After determining where microbial compositions across these treatment groups significantly differed, we identified which specific bacterial species were making up the core microbiome across all samples and driving differences between groups. We used the “return_top_taxa” function of the {MCToolsR} package to initially discern which taxa were most prevalent across all snail gut samples, and give insight into the core microbiome [30]. To determine which bacterial species were associated with our different treatment groups, we used a similarity percentage (SIMPER) test using the “simper” function of the {vegan} package [36]. This test performs pairwise comparisons of treatment groups and finds the contribution of each bacterial species to the average between-group Bray-Curtis dissimilarity. We followed the SIMPER with a multilevel analysis of pattern (multipatt) using the “multpatt” function of the {indicspecies} package [37]. The mulitpatt shows bacterial species that are significantly associated to treatment groups, or treatment group combinations.

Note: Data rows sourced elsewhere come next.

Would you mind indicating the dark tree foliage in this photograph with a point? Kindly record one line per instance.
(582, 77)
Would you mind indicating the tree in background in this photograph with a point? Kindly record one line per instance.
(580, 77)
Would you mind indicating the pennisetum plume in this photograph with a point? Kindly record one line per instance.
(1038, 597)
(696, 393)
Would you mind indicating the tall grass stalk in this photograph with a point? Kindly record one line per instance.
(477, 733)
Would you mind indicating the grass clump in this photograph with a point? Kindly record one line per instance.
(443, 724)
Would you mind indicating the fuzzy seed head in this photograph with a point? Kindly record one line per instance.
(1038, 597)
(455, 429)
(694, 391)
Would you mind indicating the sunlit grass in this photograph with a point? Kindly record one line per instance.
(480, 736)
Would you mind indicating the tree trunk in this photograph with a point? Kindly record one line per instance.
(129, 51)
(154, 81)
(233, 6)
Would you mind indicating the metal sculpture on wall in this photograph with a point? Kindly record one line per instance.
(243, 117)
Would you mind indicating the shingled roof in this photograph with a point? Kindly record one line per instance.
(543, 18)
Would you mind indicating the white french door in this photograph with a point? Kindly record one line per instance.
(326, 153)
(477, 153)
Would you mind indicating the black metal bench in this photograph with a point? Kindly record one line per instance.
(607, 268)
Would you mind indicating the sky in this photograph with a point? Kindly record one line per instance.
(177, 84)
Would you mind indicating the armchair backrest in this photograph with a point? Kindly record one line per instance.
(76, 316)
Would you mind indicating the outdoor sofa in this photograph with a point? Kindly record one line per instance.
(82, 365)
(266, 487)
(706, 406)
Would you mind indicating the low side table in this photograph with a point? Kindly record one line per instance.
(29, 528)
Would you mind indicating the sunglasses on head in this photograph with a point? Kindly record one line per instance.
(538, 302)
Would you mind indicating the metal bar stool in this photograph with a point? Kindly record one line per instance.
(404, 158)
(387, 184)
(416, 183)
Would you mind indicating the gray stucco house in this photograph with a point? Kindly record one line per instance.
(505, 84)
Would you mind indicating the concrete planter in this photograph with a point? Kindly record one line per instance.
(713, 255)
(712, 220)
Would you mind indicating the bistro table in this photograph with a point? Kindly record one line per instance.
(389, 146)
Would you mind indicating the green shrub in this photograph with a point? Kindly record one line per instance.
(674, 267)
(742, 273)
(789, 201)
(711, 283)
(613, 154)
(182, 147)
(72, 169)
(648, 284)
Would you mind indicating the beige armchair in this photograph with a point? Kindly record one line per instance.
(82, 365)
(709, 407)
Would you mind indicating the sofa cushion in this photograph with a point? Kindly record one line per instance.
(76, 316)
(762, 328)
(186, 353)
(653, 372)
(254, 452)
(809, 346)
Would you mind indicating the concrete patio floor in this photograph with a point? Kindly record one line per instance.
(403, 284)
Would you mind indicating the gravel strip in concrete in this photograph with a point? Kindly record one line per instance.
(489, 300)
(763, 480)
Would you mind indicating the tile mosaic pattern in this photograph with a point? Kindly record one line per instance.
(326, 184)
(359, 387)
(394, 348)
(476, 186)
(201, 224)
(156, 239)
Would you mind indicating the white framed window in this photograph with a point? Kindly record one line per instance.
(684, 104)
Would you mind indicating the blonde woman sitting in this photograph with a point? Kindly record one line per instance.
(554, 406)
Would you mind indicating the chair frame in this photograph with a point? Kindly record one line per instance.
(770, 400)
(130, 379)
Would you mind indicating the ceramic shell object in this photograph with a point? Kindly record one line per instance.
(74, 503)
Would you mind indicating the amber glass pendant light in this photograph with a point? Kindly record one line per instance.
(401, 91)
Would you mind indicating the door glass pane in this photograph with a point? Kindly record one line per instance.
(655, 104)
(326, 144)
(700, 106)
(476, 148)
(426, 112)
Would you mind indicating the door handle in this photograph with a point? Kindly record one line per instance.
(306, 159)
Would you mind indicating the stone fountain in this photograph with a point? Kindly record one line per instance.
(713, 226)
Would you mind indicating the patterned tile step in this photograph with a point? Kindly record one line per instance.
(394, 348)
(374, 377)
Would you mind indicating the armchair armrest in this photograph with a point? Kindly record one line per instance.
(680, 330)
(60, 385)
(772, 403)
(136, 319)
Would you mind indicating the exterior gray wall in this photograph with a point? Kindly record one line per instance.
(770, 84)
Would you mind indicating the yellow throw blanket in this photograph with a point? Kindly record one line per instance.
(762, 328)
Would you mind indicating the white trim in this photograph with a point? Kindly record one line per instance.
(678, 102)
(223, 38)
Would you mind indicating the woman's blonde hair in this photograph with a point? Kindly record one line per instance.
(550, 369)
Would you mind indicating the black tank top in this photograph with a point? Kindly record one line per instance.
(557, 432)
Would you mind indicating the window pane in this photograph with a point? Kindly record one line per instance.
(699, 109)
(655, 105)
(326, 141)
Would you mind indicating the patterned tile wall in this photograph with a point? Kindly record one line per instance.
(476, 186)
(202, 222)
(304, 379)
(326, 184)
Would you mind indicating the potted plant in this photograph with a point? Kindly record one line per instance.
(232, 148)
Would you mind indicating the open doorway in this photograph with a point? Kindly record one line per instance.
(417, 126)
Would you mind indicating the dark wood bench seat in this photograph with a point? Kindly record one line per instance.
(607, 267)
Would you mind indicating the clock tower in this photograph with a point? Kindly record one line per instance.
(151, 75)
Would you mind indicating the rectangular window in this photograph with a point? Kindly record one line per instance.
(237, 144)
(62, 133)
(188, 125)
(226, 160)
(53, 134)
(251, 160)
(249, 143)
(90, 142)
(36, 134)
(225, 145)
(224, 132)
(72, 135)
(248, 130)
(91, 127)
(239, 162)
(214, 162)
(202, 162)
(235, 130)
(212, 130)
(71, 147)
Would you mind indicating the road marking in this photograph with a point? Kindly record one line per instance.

We tested not only how microbiome composition changed across these explanatory variables, but also how microbial richness changed. We used linear models to determine if year and the short-term treatment groups were significant predictors of microbial richness. As the response variable of microbial richness was non-normally distributed, and the relationship between microbial richness and collection year was non-linear, we used a negative binomial generalized linear model (see equations below) to test both the long-term preservation data (Equation 1) and the 2018 short-term preservation data (Equation 2). As there were no samples from every Palmer Drought Index taken at every time point, we could not determine how OTU richness was expected to change for a given index across the 98-year time range, so we used a separate negative binomial generalized linear model to test the indices from the long-term data (Equation 3). Negative binomial generalized linear models using the R package {MASS} were used to model microbial richness as a function of Palmer drought index, and of the fixed covariates: year, location, and elevation, and short-term preservation treatment and location. We also tested log-transformed and Poisson distribution generalized linear models along with the negative binomial generalized linear model against a null model to determine which model had the best fit. A Poisson distribution did not describe this data well because although microbial richness was still discrete, count data, the data was over-dispersed as the variance greatly exceeded the mean. The AIC (Akaike information criterion) score of the negative binomial model was lowest, and therefore was the test chosen. Relevant predictors and their corresponding coefficient values and p-values are reported in Tables 3 and 4.
[Equation 1]
Long-term Richness = α + β1(Year Collected) + β2(Location) + β3(Elevation) + error
[Equation 2}
Short-term Richness = α + β1(Short Term Treatment) + β2(Location) + error
[Equation 3]
Richness = α + β1(Palmer Drought Index) + error
Along with microbial richness, we also looked at evenness and Shannon index. We used Kruskal-Wallis tests to examine how evenness and Shannon indices changed based on year and short-term preservation treatment.